Gatherings should be held outside where possible, and attendees should wear masks and maintain physical distancing, according to the WHO.
“If held indoors, limiting group size and ensuring good ventilation to reduce exposure risk are key,” the statement read.
What has Health Canada said?
Health Canada has issued its own recommendations for the holidays, urging Canadians to follow the advice from their local public health authorities.
“Check your personal risk level and the risk level of your immediate household,” the agency’s website said. “Consider whether the activities you’re planning to take part in are safe. If you’re planning on going out during the holidays or for a celebration, plan lower-risk activities.”
The agency said all Canadians should “show kindness and respect to others by following public health measures.”

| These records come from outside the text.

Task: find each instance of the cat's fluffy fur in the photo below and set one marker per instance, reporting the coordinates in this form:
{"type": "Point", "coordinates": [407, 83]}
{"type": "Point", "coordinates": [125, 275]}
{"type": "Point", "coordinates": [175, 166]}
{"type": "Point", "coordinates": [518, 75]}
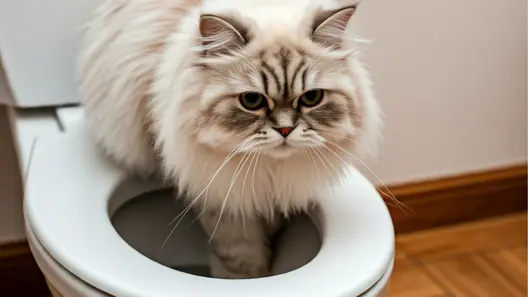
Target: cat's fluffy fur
{"type": "Point", "coordinates": [160, 81]}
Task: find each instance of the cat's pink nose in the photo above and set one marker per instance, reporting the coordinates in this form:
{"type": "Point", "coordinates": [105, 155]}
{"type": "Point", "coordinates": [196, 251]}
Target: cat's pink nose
{"type": "Point", "coordinates": [284, 131]}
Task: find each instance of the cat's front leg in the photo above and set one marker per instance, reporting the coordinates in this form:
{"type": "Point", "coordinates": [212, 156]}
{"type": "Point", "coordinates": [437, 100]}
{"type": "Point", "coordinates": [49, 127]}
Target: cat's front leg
{"type": "Point", "coordinates": [239, 246]}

For months, Health Canada has urged Canadians to practice physical distancing, limit their number of contacts, wear a face mask and practice good hand hygiene in order to stem the transmission of the virus.
“For everyone’s wellbeing, help limit the spread of COVID-19 during holidays and celebrations,” the agency said.
In a previous interview with Global News, Dr. Timothy Sly, an epidemiologist and professor emeritus at Ryerson University’s School of Public Health said this will “not be a normal Christmas, by any stretch of the imagination,” adding that Canadians should embrace using video-chat software like Zoom or Skype to connect with their loved ones.
“I think most of the joy of this time of year is getting together with other people maybe you haven’t seen for a while,” he said. “But we’re going to see them in a two-dimensional screen.”
And, while this will be a holiday season unlike any other, one thing will remain the same.
Canada’s Chief Public Health Officer Dr. Theresa Tam, confirmed on Wednesday that Santa Claus is, in fact, an essential worker.
“We have declared him an essential worker, so that he is able to travel in Canada and make his deliveries as usual,” she said in a statement.
“Santa told me how grateful he is that children are following public health practices and I agree.”
By the numbers
Canada reported 6,415 new cases of the novel coronavirus on Wednesday and 140 new deaths.
Globally, 73,992,814 have contracted the coronavirus, according to a tally from Johns Hopkins University.
The virus, first detected in China late last year, has claimed over 1.6 million lives globally.